不确定有关C ++ Primer中的Reference的描述

Question

The book said: Because references are not objects, we may not define a reference to a reference.

int ival = 1024;
int &refVal = ival;
refVal = 2;
int ii = refVal;
int &refVal3 = refVal; // isn't this a definition of ref to ref?
int i = refVal;
int &refVal4 = 10;
double dval = 3.14;
int &refVal5 = dval;

However, that line is not an error, because refVal3 is saying it is just another alias for refVal, and refVal is just another name for ival(refVal3 is bound to the object to which refVal is bound to, which is ival)... so both refVal and refVal3 refer to the initializer of ival.

That makes perfect sense, but if that's not a definition of a reference to a reference, just what exactly does the book mean when it mentioned "Because references are not objects, we may not define a reference to a reference." ??

Can someone perhaps give me an example ?

Answer 1

Your understanding is correct.

int &refVal3 = refVal;

This makes refVal3 a reference to the same thing refVal is a reference to. That is, ival .

just what exactly does the book mean when it mentioned "Because references are not objects, we may not define a reference to a reference." ?

A reference can only refer to an object. But references are not objects. So a reference cannot refer to a reference. And when the book says this, it doesn't just mean that it's not allowed, and you'll get an error if you try. But you can't even try. There's no syntax for it. Because anything you try to do to a reference, you will actually be doing to the object it refers to, and not to the reference itself.

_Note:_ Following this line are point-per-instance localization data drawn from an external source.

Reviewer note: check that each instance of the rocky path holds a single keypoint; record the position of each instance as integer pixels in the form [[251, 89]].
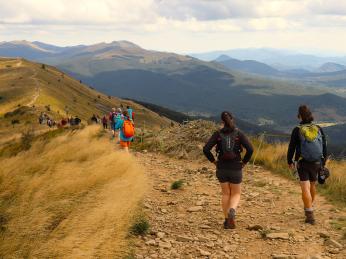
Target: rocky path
[[187, 223], [36, 95]]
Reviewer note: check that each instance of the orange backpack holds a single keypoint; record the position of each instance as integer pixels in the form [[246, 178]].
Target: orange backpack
[[128, 129]]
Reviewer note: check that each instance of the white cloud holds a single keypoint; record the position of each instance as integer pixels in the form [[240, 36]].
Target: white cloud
[[175, 23]]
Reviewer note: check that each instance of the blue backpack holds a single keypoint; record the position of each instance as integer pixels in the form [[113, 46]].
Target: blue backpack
[[311, 142]]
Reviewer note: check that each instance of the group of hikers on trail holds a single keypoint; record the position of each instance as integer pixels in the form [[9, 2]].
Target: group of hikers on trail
[[45, 119], [122, 126], [307, 153]]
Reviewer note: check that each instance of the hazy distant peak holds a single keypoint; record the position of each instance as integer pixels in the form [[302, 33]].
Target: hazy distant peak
[[222, 58], [331, 67], [125, 44], [24, 43]]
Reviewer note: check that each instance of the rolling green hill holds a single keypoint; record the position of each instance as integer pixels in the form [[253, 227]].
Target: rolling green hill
[[189, 85], [27, 89]]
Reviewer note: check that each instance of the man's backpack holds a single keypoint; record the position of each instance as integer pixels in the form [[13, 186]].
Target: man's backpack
[[228, 144], [128, 129], [115, 117], [311, 143]]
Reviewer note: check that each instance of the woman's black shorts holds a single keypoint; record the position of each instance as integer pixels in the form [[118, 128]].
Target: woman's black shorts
[[234, 176], [308, 171]]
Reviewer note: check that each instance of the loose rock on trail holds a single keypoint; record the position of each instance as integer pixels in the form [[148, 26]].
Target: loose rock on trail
[[187, 223]]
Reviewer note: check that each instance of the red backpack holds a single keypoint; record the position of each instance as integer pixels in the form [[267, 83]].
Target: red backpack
[[128, 129]]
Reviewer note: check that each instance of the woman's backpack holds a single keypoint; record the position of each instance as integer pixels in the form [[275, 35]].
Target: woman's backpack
[[311, 143], [227, 145], [128, 129]]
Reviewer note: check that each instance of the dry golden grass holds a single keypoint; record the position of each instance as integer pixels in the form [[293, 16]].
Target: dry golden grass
[[273, 157], [72, 197]]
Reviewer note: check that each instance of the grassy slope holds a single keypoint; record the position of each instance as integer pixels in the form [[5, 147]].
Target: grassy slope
[[273, 157], [68, 196], [26, 83]]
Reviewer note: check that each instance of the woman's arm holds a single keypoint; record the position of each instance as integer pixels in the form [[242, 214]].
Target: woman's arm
[[208, 147], [325, 152], [294, 142], [245, 142]]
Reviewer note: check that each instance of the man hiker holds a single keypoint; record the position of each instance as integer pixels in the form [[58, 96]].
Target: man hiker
[[229, 142], [127, 131], [112, 118], [130, 113], [105, 122], [307, 150]]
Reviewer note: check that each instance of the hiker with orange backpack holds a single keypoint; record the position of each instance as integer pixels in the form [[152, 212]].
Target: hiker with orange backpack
[[307, 153], [229, 142], [127, 131]]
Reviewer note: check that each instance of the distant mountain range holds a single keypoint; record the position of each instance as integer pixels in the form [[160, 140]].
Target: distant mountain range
[[328, 74], [278, 58], [184, 83]]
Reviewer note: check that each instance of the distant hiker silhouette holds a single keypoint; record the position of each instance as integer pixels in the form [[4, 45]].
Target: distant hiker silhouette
[[308, 147], [105, 122], [130, 113], [94, 119], [229, 142], [127, 131]]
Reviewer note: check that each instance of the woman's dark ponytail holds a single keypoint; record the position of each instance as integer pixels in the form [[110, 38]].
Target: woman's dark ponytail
[[305, 114], [227, 118]]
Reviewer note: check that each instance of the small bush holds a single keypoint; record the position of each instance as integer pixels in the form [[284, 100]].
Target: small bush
[[26, 140], [264, 233], [15, 121], [140, 227], [3, 222], [177, 185]]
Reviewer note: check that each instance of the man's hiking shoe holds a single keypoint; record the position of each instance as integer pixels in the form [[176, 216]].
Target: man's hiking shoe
[[226, 225], [231, 219], [310, 219]]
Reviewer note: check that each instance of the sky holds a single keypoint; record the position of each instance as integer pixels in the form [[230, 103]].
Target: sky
[[184, 26]]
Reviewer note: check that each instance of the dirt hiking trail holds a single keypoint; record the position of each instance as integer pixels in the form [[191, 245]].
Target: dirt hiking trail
[[187, 223]]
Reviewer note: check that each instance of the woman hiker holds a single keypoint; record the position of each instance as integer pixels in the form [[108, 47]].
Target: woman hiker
[[308, 147], [229, 142]]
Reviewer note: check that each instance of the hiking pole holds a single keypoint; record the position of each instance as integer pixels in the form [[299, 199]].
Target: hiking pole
[[259, 147]]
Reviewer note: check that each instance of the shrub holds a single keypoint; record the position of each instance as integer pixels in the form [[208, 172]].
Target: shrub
[[177, 185], [140, 226], [26, 140], [15, 121]]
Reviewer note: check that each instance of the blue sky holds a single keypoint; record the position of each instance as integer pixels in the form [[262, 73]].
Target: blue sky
[[178, 25]]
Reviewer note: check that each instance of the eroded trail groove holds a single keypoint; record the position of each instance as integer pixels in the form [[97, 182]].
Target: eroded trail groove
[[187, 223]]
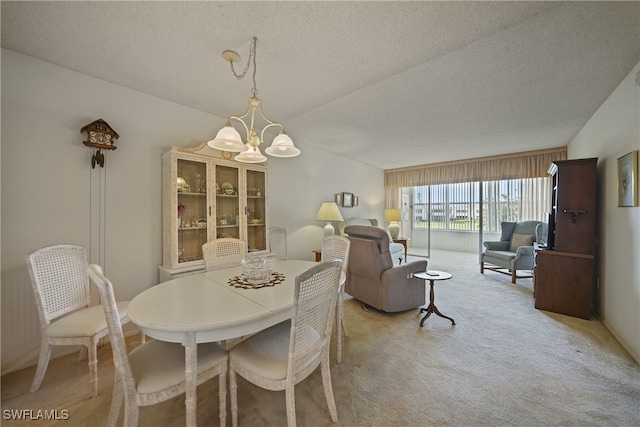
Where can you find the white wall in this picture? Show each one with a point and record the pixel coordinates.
(613, 131)
(48, 184)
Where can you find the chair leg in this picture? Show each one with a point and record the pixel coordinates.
(116, 401)
(222, 394)
(93, 366)
(340, 325)
(43, 362)
(291, 404)
(325, 368)
(233, 394)
(131, 413)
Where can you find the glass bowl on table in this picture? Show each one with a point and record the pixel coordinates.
(257, 269)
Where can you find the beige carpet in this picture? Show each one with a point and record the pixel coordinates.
(503, 364)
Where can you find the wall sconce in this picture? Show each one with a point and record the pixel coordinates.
(329, 212)
(346, 200)
(101, 136)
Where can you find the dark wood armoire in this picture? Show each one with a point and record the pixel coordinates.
(565, 271)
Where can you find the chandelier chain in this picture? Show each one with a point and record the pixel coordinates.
(251, 59)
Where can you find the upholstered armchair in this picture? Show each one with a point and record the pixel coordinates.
(396, 249)
(373, 279)
(514, 250)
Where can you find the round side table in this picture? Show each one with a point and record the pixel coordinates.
(432, 276)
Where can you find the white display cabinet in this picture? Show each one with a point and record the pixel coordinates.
(207, 195)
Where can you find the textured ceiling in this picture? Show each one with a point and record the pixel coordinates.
(390, 84)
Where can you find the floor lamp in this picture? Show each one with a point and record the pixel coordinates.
(393, 216)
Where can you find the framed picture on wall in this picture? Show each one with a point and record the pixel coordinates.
(347, 200)
(628, 179)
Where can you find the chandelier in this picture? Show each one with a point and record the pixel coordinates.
(228, 139)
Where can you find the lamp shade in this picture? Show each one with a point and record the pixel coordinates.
(329, 212)
(282, 146)
(252, 155)
(228, 139)
(392, 215)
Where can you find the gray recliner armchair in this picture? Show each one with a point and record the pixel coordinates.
(374, 280)
(514, 250)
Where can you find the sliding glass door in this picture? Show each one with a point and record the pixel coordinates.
(459, 217)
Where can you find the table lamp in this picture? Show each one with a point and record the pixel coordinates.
(329, 212)
(393, 216)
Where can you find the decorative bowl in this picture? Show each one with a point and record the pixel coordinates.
(258, 269)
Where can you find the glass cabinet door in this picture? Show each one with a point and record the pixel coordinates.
(227, 202)
(256, 210)
(191, 191)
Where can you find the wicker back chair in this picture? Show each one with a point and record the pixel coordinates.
(338, 247)
(223, 253)
(278, 242)
(155, 371)
(61, 287)
(280, 357)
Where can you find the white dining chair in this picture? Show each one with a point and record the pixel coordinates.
(338, 247)
(223, 253)
(280, 357)
(153, 372)
(62, 294)
(278, 242)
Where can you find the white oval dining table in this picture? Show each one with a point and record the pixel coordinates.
(205, 307)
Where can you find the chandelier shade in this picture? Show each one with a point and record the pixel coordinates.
(229, 139)
(250, 155)
(282, 146)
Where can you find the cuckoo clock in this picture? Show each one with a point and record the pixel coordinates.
(101, 137)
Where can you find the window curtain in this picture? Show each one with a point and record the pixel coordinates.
(529, 164)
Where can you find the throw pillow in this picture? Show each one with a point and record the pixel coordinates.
(518, 240)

Can someone perhaps give me an example ?

No. I can't. And that's the point. There's simply no syntax for it.

Answer 2

Reference-to-reference types (like T & & ) do not exist in C++.

Where T is an object type (which includes int , as in your example):

• You can have (lvalue) references to T . There exists a type T & .

• You can have rvalue references to T . There exists a type T && .
  _{T && is not a reference to a reference ; && is a single token and does not mean & & .}

• You cannot have references to references to T . There are no such types as T & & , T & && , T && & or T && && . If you write a declaration that attempts to explicitly name such a type, this is an error.

^{(Similarly, cv-qualified types like const T& exist, while types like const T & & do not exist.)}

You asked for an example. Consider this wrong code:

int main()
{
    int ival = 1024;
    int &refVal = ival;
    int & &refRefVal = refVal;   // wrong
}

This is an error because there is no such type as int & & . It would be an error regardless of what I tried to initialize it with.

(Strictly speaking, it is an error because the syntax of the language prohibits it. The standards committee could have chosen to allow me to write int & & and have it mean the same thing as int & --see Reference Collapsing below--but they didn't, which is good, because that would be very confusing.)

When I attempt to compile that wrong code with Clang 3.8, I get:

error: 'refRefVal' declared as a reference to a reference

Other compilers give similar errors. For example, Microsoft Visual C++ gives :

error C2529: 'refRefVal': reference to reference is illegal

When you use a reference, the effect is to use the object it refers to.

References are dereferenced automatically in most contexts where they appear. Anything you try to do to a reference, really you are doing it to the object it refers to. Unlike pointers, there is no operator for dereferencing a reference; in effect the reference is a name for the referenced object.

What you have written ( int &refVal3 = refVal; ) is not an error, because you are simply initializing a second reference bound to the same object. To see why this is, consider the effect of several of your statements.

Here you create an int , initializing it with the value 1024 :

int ival = 1024;

Here you make an lvalue reference, bound to that int object:

int &refVal = ival;

Here you assign 2 to the original int object, because refVal is used as the object to which it refers:

refVal = 2;

Here you create a second int object, initialized with the value of the original object, also because refVal is used as the object to which it refers:

int ii = refVal;

Here you make a second lvalue reference to the original object, also because refVal is used as the object to which it refers:

int &refVal3 = refVal;

Code that looks like it creates a second reference to the first one is, therefore, really creating a second reference to the original object.

This is to say that the reason int &refVal3 = refVal; introduces another reference to the original object--rather than attempting to create a reference to a reference--is that this is just another consequence of refVal being automatically taken to mean the int it refers to .

Reference Collapsing

You can't write types named like T & & yourself, but what about this?

using Ref = int&;
using RefRef = Ref&; // I named this poorly, it's not really a reference to a reference!

This causes the compiler to see that I am trying to make a type alias RefRef to be int& & . The compiler follows the rules of reference collapsing . It collapses the two references into one, so the effect is the same as if I had written:

using RefRef = int&;

This behavior is useful in situations that involve type deduction, such as with templates , both by allowing more code to compile and work as expected than otherwise would, and by facilitating perfect forwarding . (One might argue it also parallels what you observed--when you initialize references from references, you can still never get a reference to a reference, only to an object.)

In no case is there ever anything whose type is reference to reference. The C++ language simply does not have any such types.